Advanced Kafka Configuration

These options allow fine-tuning of the Kafka producer behavior. They can also be configured via environment variables or in agent.default.yaml under reporter.kafka.

  • Send Queue Size (Tracing, Metrics, Logs): The maximum size of the internal queue for buffering data before sending for each data type.

    • Environment Variable: SW_AGENT_REPORTER_KAFKA_MAX_SEND_QUEUE
    • YAML: reporter.kafka.max_send_queue
    • Default: 5000
  • Batch Size: The maximum number of messages batched before being sent to a partition.

    • Environment Variable: SW_AGENT_REPORTER_KAFKA_BATCH_SIZE
    • YAML: reporter.kafka.batchSize
    • Default: 1000
  • Batch Bytes: The maximum total bytes batched before being sent to a partition.

    • Environment Variable: SW_AGENT_REPORTER_KAFKA_BATCH_BYTES
    • YAML: reporter.kafka.batchBytes
    • Default: 1048576 (1MB)
  • Batch Timeout: The maximum time the producer will wait before sending a batch, even if batchSize or batchBytes is not met. (e.g., “1s”, “500ms”).

    • Environment Variable: SW_AGENT_REPORTER_KAFKA_BATCH_TIMEOUT
    • YAML: reporter.kafka.batchTimeout
    • Default: 1s (1 second)
  • Acknowledgement (Acks): The level of acknowledgement required from Kafka brokers.

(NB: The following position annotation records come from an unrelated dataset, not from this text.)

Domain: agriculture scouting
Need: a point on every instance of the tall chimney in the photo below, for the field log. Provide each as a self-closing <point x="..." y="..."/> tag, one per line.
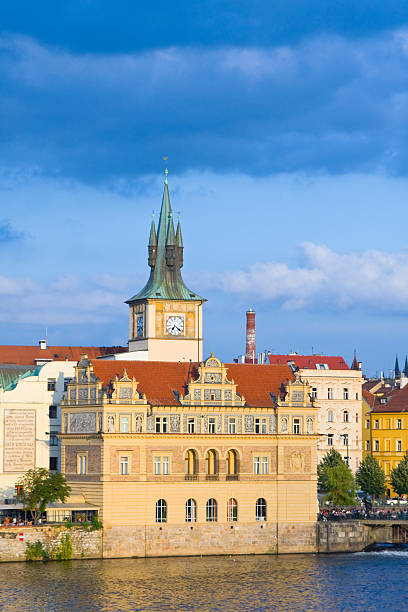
<point x="250" y="354"/>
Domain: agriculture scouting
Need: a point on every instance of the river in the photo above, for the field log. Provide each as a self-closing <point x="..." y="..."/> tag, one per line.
<point x="362" y="581"/>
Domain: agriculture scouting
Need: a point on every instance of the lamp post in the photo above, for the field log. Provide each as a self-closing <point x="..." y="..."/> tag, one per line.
<point x="345" y="437"/>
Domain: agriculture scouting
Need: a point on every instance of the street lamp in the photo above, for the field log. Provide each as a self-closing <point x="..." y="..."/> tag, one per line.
<point x="345" y="437"/>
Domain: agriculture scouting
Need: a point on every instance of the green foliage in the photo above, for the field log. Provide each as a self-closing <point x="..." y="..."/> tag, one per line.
<point x="64" y="552"/>
<point x="96" y="524"/>
<point x="341" y="488"/>
<point x="330" y="460"/>
<point x="39" y="488"/>
<point x="370" y="477"/>
<point x="399" y="476"/>
<point x="35" y="552"/>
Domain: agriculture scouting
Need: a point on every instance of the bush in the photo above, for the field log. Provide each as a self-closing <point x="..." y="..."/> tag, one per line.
<point x="35" y="552"/>
<point x="96" y="524"/>
<point x="64" y="552"/>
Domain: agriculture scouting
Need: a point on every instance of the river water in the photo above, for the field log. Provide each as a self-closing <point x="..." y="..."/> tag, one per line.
<point x="362" y="581"/>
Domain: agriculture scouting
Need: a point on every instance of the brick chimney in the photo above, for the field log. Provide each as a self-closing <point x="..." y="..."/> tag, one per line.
<point x="250" y="354"/>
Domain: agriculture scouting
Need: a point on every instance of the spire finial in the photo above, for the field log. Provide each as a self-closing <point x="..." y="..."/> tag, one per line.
<point x="165" y="158"/>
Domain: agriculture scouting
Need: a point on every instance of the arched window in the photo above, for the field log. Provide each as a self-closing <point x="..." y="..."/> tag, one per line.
<point x="191" y="511"/>
<point x="211" y="465"/>
<point x="161" y="511"/>
<point x="232" y="465"/>
<point x="232" y="510"/>
<point x="260" y="509"/>
<point x="211" y="510"/>
<point x="190" y="464"/>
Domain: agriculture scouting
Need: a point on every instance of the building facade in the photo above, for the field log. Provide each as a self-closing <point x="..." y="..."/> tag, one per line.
<point x="192" y="451"/>
<point x="337" y="391"/>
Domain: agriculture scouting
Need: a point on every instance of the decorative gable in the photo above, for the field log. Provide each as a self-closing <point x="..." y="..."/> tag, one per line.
<point x="212" y="387"/>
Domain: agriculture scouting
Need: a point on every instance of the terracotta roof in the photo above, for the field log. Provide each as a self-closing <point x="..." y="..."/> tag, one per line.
<point x="397" y="403"/>
<point x="310" y="361"/>
<point x="27" y="355"/>
<point x="159" y="379"/>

    • 0: No acknowledgement (producer does not wait).
    • 1: Leader acknowledgement (producer waits for the leader to write the record).
    • -1: All in-sync replicas acknowledgement.
    • Environment Variable: SW_AGENT_REPORTER_KAFKA_ACKS
    • YAML: reporter.kafka.acks
    • Default: 1 (leader)

Example agent.default.yaml Snippet for Kafka:

reporter:
  # Reporter type: "grpc" or "kafka"
  type: ${SW_AGENT_REPORTER_TYPE:kafka}
  kafka:
    # Kafka broker addresses, comma separated
    brokers: ${SW_AGENT_REPORTER_KAFKA_BROKERS:127.0.0.1:9092}
    # Topic for segments data
    topic_segment: ${SW_AGENT_REPORTER_KAFKA_TOPIC_SEGMENT:skywalking-segments}
    # Topic for meters data
    topic_meter: ${SW_AGENT_REPORTER_KAFKA_TOPIC_METER:skywalking-meters}
    # Topic for logging data
    topic_logging: ${SW_AGENT_REPORTER_KAFKA_TOPIC_LOGGING:skywalking-logs}
    # Topic for management data
    topic_management: ${SW_AGENT_REPORTER_KAFKA_TOPIC_MANAGEMENT:skywalking-managements}
    # Send queue size
    max_send_queue: ${SW_AGENT_REPORTER_KAFKA_MAX_SEND_QUEUE:5000}
    # Batch size
    batch_size: ${SW_AGENT_REPORTER_KAFKA_BATCH_SIZE:1000}
    # Batch bytes
    batch_bytes: ${SW_AGENT_REPORTER_KAFKA_BATCH_BYTES:1048576}
    # Batch timeout millis
    batch_timeout_millis: ${SW_AGENT_REPORTER_KAFKA_BATCH_TIMEOUT_MILLIS:1000}
    # Acknowledge, 0: none, 1: leader, -1: all
    acks: ${SW_AGENT_REPORTER_KAFKA_ACKS:1}

Data Format

The agent transforms the collected spans, metrics, and logs into the standard Apache SkyWalking data format before sending them to Kafka. The SkyWalking OAP (Observability Analysis Platform) should be configured with Kafka fetchers to consume and process this data from the specified Kafka topics. Ensure your OAP version is compatible and configured correctly to ingest data reported via Kafka.